To tar Bradford Cox with the label `easy listening' is to do him a grand injustice, but both his 2008 releases wash over the listener in such an aurally pleasing and unchallenging way that it is difficult to slap any other sticker on him. Like his Deerhunter album
Microcastle, this album sounds lazy, but in an entirely commendable way, like it was recorded in shorts and straw hat. It sounds summery in a shoegaze-y way and laces dreamy qualities through a fuzzy, warm haze.
The tracks seem to have an innate rhythm, and pulse gently accompanied by Cox's acquiescent drawl.
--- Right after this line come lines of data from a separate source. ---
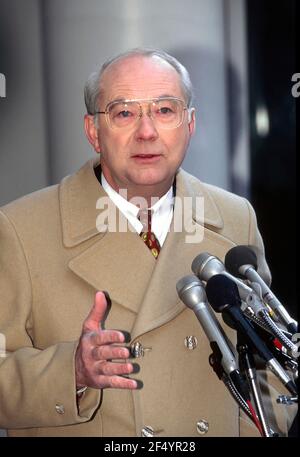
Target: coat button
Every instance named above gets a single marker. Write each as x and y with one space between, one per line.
190 342
60 409
138 350
147 431
202 427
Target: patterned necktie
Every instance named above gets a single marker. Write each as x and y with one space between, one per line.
147 236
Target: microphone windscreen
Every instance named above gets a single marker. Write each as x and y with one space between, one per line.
186 283
239 256
222 292
199 261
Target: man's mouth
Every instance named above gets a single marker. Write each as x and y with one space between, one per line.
146 157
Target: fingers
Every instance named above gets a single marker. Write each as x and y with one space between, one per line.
116 382
107 368
107 337
110 352
97 313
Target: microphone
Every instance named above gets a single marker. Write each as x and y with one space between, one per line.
223 295
241 261
205 266
192 293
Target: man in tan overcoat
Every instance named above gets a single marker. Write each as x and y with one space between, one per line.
69 369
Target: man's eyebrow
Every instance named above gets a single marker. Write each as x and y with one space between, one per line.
124 99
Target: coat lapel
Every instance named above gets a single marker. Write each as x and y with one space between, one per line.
121 264
161 303
118 262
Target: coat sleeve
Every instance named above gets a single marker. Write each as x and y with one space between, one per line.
280 416
32 391
256 242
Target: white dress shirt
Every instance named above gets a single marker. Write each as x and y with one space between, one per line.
162 211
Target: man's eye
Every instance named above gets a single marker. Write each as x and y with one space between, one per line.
124 114
165 110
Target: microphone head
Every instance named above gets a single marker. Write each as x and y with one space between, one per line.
238 257
191 291
206 265
222 293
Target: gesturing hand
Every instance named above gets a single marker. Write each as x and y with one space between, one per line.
94 366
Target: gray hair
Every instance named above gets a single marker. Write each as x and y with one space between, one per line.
92 89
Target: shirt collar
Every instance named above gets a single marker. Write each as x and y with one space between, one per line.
161 209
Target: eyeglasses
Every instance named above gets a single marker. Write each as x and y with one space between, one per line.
166 112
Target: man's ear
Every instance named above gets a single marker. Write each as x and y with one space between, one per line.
91 132
192 120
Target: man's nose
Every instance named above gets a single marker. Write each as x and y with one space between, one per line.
145 129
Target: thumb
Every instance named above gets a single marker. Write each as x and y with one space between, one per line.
97 313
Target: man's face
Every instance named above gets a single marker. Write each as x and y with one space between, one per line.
142 157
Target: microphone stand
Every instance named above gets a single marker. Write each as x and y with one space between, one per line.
247 365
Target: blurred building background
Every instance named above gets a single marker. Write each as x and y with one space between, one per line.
241 57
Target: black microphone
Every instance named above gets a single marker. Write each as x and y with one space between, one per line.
241 261
223 295
206 265
191 291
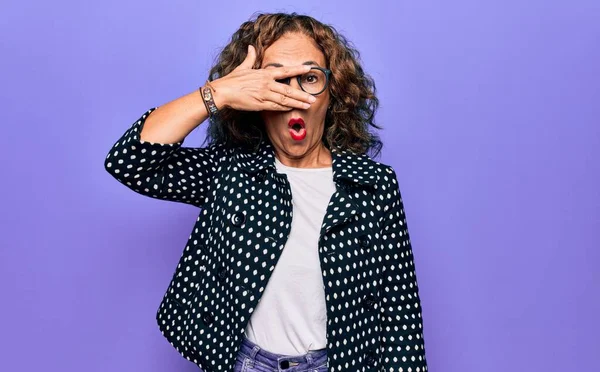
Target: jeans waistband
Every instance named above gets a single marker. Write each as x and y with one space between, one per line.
312 359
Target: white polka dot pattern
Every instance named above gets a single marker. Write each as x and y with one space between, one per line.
373 306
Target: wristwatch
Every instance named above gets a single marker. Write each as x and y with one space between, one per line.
209 102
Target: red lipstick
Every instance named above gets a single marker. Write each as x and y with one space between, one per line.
297 128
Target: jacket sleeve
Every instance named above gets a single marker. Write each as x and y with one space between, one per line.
162 171
402 326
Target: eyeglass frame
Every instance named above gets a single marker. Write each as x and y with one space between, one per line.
326 71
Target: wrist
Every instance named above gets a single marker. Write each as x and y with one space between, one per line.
219 94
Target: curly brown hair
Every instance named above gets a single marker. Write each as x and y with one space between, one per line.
352 91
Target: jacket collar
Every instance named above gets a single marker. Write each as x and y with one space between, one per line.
356 168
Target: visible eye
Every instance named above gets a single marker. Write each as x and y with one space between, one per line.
311 78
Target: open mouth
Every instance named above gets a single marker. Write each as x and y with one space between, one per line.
297 129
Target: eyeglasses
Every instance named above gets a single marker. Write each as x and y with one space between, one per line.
313 82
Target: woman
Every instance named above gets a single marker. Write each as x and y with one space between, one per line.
300 258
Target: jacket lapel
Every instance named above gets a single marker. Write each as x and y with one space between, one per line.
352 173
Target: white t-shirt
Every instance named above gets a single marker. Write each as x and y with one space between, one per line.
290 317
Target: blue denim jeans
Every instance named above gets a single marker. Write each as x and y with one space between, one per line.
252 358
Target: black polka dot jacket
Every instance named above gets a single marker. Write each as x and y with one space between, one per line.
373 307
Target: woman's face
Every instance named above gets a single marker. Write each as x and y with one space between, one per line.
296 49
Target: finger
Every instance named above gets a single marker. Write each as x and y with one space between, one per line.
249 60
283 100
288 71
295 93
274 106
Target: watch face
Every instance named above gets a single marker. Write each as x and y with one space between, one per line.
206 94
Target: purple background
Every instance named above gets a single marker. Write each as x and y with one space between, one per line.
491 110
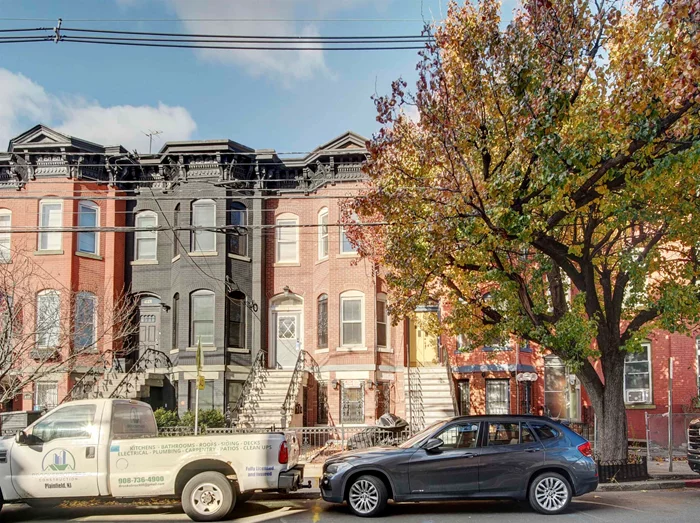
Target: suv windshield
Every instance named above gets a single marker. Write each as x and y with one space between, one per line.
416 440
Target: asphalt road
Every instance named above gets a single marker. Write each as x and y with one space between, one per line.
679 506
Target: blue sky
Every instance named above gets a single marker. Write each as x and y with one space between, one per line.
289 101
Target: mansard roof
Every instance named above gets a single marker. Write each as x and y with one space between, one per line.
42 137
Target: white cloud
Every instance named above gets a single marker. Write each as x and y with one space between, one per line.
24 103
281 65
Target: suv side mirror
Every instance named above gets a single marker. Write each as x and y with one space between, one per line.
434 444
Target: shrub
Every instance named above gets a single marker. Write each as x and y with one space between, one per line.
166 418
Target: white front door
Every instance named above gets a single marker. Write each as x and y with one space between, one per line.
62 461
287 338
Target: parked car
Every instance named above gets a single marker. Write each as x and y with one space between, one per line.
109 448
474 457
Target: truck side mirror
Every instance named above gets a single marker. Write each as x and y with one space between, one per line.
21 438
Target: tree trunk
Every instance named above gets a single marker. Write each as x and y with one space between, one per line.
609 405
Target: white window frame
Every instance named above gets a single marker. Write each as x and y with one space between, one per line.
381 297
287 222
93 207
352 251
193 295
47 235
352 296
145 235
323 238
56 329
650 398
200 206
85 295
6 238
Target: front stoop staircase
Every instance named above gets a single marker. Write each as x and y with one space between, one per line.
430 396
264 404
What `Let The Blind Lead ...' possesses that
Microcastle does not is a better sense of consistency, where all tracks are songs, rather than collections of ideas, and all compliment each other throughout, rather like Victorian gents doffing their caps respectfully to one another in the street. There is no reliance to fall into the overly experimental, which allows the album to fall comfortably under a straight `indie' classification, with thorough nods to shoegaze.
This has its drawbacks though, because where
Microcastle was more adventurous, it had the propensity to succeed. Granted it was hit and miss, but where it hit it was marvellous. `Let The Blind Lead ...' suffers consequently. The album lacks a standout moment, despite being an equally understated record that repays dedicated relistening in full.
Both albums recall a more mute Grandaddy, failing to reach the same sense of abandon that
The Sophtware Slump achieved, but humming along with the same drive to pleasantly please and to build layer-like with each listen. Sensory deprivation allows for acute perception elsewhere and in Atlas Sound Cox has produced a record above the ordinary, which leaves the listener comfortably numb, happily led by the deceptively simple but courageously effective experience.